After that, they could then take a break and then come back and record, and it's all there, the art and the engineering. Not that there wouldn't likely be stuff still to do, overdubs over the basic tracks and all that, but much of the sonics could be worked out before record is ever hit.
If you are recording yourself, all that goes out the window. You can't sit there and play four or five instruments at once to see how they are going to fit together. But, it's also, IMO, lazy and ultimately sub-optimal not to figure out what you want to do before you start doing it. Otherwise it's just wanking and the results show in most self-recorded content. Not that once in a while you can't just sort of muddle out something nice from scratch. But that's going to be the huge exception, not the rule.

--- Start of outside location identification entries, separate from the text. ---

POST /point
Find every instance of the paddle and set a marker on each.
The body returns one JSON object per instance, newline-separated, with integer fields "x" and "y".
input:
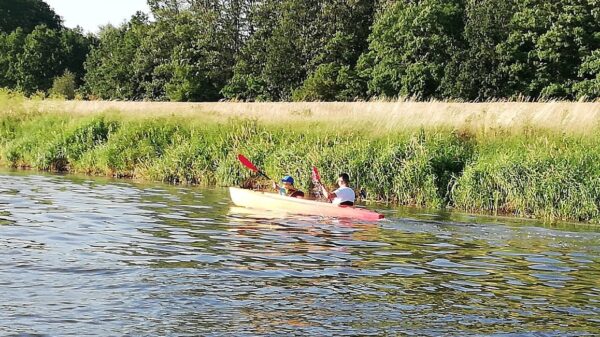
{"x": 317, "y": 180}
{"x": 316, "y": 176}
{"x": 251, "y": 166}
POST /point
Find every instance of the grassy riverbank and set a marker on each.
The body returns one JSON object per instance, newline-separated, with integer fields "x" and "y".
{"x": 531, "y": 172}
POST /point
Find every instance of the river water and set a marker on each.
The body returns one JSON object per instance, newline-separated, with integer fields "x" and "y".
{"x": 83, "y": 256}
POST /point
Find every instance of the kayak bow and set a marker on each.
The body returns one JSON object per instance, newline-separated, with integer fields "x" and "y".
{"x": 272, "y": 201}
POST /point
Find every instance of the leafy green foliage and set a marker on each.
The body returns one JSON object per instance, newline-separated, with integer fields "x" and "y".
{"x": 64, "y": 86}
{"x": 410, "y": 45}
{"x": 27, "y": 14}
{"x": 315, "y": 50}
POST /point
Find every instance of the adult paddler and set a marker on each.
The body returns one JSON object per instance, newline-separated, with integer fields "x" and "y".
{"x": 344, "y": 195}
{"x": 287, "y": 188}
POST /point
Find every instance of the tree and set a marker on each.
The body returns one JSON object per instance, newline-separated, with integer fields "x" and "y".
{"x": 27, "y": 14}
{"x": 546, "y": 45}
{"x": 410, "y": 46}
{"x": 589, "y": 72}
{"x": 41, "y": 60}
{"x": 110, "y": 73}
{"x": 11, "y": 46}
{"x": 64, "y": 86}
{"x": 474, "y": 73}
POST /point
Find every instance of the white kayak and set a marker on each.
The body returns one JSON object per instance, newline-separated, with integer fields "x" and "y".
{"x": 273, "y": 201}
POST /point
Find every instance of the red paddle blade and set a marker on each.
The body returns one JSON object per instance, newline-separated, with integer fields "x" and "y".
{"x": 247, "y": 162}
{"x": 316, "y": 175}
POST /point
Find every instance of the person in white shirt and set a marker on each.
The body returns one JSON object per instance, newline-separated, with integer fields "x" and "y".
{"x": 343, "y": 196}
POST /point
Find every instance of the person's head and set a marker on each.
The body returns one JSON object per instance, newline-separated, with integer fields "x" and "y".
{"x": 343, "y": 179}
{"x": 287, "y": 182}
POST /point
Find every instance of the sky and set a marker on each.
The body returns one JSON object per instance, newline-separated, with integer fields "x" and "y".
{"x": 91, "y": 14}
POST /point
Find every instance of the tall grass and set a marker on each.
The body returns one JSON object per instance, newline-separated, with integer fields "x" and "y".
{"x": 532, "y": 172}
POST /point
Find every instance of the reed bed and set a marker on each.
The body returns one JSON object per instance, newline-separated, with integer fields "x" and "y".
{"x": 535, "y": 172}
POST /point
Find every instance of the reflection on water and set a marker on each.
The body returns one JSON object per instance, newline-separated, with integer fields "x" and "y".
{"x": 81, "y": 256}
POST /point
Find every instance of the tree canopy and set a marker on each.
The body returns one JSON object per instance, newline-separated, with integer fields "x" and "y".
{"x": 313, "y": 50}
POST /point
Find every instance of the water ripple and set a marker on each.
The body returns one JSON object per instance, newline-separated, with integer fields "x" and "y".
{"x": 81, "y": 256}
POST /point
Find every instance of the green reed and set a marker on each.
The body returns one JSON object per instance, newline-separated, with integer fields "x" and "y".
{"x": 530, "y": 173}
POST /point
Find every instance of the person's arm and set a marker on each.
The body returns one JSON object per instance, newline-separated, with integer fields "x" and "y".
{"x": 327, "y": 194}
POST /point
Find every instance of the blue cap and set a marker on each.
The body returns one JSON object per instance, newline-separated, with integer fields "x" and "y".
{"x": 287, "y": 179}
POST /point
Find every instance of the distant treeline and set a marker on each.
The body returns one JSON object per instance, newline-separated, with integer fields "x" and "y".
{"x": 325, "y": 50}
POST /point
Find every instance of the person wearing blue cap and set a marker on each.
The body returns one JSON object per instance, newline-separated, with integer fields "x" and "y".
{"x": 287, "y": 188}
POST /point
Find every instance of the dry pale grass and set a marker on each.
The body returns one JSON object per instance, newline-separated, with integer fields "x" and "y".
{"x": 571, "y": 117}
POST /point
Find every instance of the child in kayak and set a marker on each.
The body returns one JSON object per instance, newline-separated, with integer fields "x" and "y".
{"x": 343, "y": 196}
{"x": 288, "y": 188}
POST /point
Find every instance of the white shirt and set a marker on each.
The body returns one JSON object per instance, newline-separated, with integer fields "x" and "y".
{"x": 343, "y": 194}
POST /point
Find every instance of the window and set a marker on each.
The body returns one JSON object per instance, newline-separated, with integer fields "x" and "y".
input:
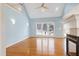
{"x": 45, "y": 29}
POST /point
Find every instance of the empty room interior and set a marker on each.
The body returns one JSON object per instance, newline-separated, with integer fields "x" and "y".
{"x": 39, "y": 29}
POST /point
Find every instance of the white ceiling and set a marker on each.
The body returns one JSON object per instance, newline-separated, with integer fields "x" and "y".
{"x": 54, "y": 10}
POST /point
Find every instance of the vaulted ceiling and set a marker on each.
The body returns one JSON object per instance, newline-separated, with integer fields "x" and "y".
{"x": 54, "y": 10}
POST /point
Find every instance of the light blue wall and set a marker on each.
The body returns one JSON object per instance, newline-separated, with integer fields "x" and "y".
{"x": 69, "y": 6}
{"x": 57, "y": 21}
{"x": 19, "y": 30}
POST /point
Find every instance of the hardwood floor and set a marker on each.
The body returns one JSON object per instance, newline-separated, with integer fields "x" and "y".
{"x": 38, "y": 47}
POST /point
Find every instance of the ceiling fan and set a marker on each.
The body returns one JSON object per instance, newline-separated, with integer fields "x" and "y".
{"x": 43, "y": 7}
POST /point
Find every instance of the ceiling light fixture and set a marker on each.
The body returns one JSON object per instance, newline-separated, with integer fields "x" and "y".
{"x": 43, "y": 7}
{"x": 13, "y": 21}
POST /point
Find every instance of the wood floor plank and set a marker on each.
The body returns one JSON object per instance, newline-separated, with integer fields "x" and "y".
{"x": 37, "y": 47}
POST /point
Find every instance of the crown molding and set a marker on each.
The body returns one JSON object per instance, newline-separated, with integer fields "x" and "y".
{"x": 17, "y": 7}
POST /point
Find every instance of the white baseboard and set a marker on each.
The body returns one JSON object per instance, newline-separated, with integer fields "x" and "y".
{"x": 16, "y": 42}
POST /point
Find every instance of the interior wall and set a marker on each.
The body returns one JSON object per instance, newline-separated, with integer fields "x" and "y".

It seems to me that the only way around this connundrum is to do a sequence of demos of the song before you do the real thing. Even back in the day, when all of the above benefits were there, people often did that. Just get the idea down really roughly with voice and guitar or voice and piano. Make sure it works as a song even in that rough form.
Then start adding parts on that, without any real concern for performance, just for composition. Abuse it as required to sort of shake it into a useful configuration and work on possible part changes and such. Don't get caught up in engineering, just write the song. Cut and paste like crazy, whatever it takes because it's songwriting and composition, not recording.
Then do another one where you take it up a notch in terms of sonics and performance. Where it's really a rough demo of the song. Live with that a while and come back to it and listen to it after a bit of time away from it, and think of ways it could be improved. Tweak EQ and compression and automation and such to get the feel and blend the way you think it should be. Listen for frequency conflicts and how you could change the parts slightly to avoid them (instead of just fixing it in the mix.) Listen to how this or that part might play around this one other, or this is getting in the way of the vocal, etc...
At that point, you now know how every part should sound, what every part should be, how the parts can interact in nice ways and so forth. At least you know that FAR more than you would have had you just sat down and started screwing around. You can then set up to get the sound you want without having to guess, and you can play the parts and know that they are going to fit. And you can PLAY the dynamics, not put it in artificially at the end with automation. So you can concentrate on both sonics and performance because you've done the preparatory work, and you aren't trying to figure out what you are doing, you are doing what you know you want to do. Importantly, you can also use that rough demo as a backing track to lay down the first couple parts of the final take, since they are always problematic having to be played in a vacuum.
That, to me, is the answer, but few self-recorders probably ever do it, me included most of the time. It's so much easier to just sit down and wank really, because time is limited. Whereas sitting there for days with an acoustic and working out chord changes and melodies, and then doing multiple demos is a lot of actual work.
But, if you look at the truely great albums, it's doubtful that one single song on any of them was made by just sitting down and screwing around. They will almost by definition have been slaved over, with multiple rough demos (at least of the sections) having been done, and with hours and hours of work on composition and tone before any recording was done. And you'll end up with a far better, far more organic, or varied, interesting, emotional, and rich song in the end if you do, IMO.